The freed slaves of the Cherokee were first put on a roll in 1870 they had to have testimony from their master or slave-owning Cherokee family that they had actually been a slave of a Cherokee and they had returned to the Cherokee Nation by February 1867 to meet the requirement of the Treaty of 1866. That roll is called the Tompkin Roll. Another roll was made of the freed slaves and their children born after slavery in the 1880s called the Kern-Clifton Roll It was made to give a payment to adopted Cherokee including Shawnees, Delawares and freedmen.

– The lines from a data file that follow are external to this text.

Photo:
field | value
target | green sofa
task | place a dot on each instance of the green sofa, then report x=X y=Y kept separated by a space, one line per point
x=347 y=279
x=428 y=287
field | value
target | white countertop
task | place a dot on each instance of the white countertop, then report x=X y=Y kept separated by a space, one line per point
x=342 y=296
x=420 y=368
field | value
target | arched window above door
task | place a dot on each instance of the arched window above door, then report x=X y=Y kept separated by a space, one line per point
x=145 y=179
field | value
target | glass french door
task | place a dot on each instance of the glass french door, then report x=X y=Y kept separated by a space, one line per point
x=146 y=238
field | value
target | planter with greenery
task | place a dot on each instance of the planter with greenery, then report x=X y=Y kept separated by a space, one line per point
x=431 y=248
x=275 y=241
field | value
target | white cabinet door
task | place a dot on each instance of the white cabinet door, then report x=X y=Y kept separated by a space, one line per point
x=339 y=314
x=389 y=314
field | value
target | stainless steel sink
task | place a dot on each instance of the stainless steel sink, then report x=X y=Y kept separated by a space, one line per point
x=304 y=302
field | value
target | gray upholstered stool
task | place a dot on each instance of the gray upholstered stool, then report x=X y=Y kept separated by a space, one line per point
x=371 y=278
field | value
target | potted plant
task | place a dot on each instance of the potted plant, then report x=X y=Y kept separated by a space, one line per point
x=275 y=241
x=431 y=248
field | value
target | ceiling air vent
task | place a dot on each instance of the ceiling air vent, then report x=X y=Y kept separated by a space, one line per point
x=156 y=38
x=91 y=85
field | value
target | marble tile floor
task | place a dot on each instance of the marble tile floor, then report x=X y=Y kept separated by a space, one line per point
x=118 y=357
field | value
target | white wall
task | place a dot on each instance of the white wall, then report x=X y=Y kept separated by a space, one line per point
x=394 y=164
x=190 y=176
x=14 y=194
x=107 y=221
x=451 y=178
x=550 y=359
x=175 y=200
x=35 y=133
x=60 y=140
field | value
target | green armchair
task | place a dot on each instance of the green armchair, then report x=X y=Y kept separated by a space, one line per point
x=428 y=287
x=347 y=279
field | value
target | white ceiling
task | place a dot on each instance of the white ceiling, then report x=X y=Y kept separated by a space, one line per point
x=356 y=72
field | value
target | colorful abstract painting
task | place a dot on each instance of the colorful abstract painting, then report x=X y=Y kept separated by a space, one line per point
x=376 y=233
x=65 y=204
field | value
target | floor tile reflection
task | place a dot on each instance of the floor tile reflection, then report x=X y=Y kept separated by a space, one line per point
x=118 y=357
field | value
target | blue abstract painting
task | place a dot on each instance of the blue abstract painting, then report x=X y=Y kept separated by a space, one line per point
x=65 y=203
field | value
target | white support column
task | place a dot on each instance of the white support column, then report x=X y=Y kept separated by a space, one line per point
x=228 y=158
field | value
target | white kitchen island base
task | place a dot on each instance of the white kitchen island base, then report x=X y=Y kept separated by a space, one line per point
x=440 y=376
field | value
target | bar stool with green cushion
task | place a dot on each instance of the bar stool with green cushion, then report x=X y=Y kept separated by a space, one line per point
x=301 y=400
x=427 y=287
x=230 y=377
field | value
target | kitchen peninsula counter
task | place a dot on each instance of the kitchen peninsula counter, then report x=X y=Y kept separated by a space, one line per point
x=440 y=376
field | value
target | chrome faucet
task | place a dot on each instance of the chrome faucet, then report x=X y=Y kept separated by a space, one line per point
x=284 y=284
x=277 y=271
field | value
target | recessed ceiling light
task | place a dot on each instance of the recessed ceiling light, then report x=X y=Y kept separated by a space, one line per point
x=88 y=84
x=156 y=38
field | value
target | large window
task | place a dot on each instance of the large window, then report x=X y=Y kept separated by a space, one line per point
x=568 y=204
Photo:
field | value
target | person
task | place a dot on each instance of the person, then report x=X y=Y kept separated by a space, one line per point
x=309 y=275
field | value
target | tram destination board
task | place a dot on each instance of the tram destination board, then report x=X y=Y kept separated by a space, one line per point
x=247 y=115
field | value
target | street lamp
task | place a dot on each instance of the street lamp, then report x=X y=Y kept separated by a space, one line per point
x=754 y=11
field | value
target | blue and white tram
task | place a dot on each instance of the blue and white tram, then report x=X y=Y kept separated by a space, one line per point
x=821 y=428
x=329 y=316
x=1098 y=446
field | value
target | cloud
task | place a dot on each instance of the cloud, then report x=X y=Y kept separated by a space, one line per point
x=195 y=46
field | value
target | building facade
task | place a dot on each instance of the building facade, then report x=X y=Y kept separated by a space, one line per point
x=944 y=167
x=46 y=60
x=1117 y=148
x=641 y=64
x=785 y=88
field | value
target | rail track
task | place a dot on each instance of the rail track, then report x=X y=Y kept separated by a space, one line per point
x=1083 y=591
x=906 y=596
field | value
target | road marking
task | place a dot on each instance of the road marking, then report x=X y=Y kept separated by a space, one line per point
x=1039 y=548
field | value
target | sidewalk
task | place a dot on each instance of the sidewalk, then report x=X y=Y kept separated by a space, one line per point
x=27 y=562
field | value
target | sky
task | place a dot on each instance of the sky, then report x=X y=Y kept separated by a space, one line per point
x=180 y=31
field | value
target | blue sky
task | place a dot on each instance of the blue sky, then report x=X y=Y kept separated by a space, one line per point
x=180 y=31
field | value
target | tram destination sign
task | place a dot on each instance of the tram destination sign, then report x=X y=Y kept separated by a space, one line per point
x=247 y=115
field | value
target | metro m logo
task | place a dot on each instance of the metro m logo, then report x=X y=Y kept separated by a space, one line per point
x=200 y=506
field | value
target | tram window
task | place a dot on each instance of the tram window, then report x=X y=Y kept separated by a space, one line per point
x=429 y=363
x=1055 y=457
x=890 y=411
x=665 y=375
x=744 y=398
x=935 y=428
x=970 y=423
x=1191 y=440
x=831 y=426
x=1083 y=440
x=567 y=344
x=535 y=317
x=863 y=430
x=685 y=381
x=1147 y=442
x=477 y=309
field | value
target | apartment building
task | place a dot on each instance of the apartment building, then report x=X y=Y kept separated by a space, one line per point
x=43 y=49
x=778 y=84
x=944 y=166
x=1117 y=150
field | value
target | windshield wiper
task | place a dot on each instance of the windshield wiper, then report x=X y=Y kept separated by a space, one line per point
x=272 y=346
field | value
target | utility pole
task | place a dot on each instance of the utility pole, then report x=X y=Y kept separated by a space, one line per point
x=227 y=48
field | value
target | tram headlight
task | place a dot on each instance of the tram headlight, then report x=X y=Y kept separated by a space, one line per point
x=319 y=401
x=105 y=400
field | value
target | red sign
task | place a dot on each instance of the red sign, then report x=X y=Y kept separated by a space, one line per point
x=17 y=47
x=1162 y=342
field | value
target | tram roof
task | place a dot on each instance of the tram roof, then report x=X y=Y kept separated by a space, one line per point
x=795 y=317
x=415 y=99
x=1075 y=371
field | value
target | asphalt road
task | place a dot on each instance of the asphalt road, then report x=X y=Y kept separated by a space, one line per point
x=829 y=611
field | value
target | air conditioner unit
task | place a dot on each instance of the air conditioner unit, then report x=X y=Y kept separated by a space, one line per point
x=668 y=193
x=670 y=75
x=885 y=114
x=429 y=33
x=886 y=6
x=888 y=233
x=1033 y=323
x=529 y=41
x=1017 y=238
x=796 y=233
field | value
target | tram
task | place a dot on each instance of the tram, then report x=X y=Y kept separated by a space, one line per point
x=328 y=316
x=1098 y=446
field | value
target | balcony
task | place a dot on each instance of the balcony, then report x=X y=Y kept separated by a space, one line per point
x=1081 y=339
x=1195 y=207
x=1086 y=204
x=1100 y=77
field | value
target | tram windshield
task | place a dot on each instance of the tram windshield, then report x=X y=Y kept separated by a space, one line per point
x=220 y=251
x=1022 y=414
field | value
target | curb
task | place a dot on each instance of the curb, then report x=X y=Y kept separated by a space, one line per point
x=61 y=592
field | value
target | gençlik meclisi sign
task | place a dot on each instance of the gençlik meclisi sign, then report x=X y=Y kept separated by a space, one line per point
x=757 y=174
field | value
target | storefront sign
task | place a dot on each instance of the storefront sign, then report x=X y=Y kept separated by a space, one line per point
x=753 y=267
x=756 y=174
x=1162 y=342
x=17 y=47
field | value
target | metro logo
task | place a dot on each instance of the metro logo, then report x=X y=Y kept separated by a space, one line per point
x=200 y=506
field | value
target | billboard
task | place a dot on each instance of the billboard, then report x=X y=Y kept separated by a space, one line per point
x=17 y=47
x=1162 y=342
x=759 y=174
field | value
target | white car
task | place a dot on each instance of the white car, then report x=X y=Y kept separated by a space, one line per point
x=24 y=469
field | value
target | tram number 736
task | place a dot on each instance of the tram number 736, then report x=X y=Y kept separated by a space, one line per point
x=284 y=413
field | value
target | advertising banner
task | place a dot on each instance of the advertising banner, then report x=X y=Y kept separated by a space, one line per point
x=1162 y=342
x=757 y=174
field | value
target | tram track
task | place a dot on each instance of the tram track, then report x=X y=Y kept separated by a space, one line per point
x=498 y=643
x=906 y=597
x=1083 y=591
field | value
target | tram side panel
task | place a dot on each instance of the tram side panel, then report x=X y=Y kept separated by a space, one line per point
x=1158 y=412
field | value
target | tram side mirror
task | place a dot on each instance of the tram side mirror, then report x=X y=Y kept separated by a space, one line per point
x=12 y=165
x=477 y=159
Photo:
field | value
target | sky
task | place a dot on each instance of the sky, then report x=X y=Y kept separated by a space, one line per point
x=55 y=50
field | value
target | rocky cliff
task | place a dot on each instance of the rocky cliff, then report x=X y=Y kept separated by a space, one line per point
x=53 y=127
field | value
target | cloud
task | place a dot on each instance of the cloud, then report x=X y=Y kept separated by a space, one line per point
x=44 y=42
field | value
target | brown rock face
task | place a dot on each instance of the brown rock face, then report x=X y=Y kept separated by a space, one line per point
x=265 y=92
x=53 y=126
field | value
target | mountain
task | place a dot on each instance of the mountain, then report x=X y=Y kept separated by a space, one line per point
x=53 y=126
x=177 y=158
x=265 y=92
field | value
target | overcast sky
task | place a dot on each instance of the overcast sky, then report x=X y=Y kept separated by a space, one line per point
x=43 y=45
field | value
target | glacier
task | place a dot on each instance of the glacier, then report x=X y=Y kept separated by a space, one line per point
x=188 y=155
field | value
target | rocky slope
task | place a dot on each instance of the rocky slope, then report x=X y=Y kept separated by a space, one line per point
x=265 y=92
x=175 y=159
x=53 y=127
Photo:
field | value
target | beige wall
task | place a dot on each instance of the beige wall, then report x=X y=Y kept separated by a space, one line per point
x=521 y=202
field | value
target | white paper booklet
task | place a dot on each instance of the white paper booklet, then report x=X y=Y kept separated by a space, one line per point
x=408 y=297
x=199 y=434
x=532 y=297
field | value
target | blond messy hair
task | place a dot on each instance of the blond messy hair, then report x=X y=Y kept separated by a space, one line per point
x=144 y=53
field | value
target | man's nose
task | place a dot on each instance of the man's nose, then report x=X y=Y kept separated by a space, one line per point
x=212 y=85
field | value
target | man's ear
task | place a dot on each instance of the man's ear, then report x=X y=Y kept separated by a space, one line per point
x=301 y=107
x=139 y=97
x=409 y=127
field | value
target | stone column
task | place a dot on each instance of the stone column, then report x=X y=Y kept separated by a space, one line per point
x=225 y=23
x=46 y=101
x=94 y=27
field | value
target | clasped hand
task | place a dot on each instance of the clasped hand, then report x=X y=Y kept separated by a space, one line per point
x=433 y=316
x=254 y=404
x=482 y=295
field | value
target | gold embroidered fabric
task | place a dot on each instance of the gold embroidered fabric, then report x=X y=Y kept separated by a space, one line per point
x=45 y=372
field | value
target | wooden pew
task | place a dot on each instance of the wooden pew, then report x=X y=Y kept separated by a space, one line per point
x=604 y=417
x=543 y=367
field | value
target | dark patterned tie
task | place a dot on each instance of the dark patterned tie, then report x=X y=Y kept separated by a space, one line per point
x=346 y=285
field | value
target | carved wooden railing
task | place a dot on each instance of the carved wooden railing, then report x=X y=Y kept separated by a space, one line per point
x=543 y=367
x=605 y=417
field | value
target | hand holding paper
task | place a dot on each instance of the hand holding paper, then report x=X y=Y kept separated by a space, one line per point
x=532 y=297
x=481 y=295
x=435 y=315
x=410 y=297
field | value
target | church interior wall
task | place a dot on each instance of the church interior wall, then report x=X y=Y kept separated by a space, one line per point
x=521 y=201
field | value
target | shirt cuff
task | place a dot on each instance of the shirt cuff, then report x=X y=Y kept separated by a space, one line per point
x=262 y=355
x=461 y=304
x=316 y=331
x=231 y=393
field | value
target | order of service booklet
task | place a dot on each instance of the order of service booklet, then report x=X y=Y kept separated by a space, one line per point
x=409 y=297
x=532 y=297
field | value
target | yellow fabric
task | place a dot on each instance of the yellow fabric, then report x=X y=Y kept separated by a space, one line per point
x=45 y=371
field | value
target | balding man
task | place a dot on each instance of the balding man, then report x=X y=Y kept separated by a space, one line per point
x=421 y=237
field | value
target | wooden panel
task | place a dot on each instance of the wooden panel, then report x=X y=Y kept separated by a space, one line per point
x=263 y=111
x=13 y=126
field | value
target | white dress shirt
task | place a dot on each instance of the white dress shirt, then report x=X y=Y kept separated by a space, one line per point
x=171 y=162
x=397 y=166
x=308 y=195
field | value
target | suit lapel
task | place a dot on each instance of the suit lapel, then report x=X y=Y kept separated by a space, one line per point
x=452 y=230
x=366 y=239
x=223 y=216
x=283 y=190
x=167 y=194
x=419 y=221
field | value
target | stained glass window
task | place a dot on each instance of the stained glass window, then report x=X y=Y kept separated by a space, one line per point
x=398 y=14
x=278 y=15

The Cherokees disputed the accuracy of this roll and it was never used again. A second roll was made in an effort to be more accurate and its called the Wallace Roll The number of freedmen on it was reduced by about 1,000 and the Cherokee Nation accepted it as accurate. In 1880 the Cherokee Nation had made a census of its citizens, listing them according to the origin of their citizenship, ie native (by blood) or adopted. The freedmen who were recognized by the Cherokee Nation were placed on that roll as either "adopted colored" or "native colored" depending upon whether they were recognized to have Cherokee blood or not. Some who ended up on the Dawes Roll as freedmen are actually listed as "native Cherokee"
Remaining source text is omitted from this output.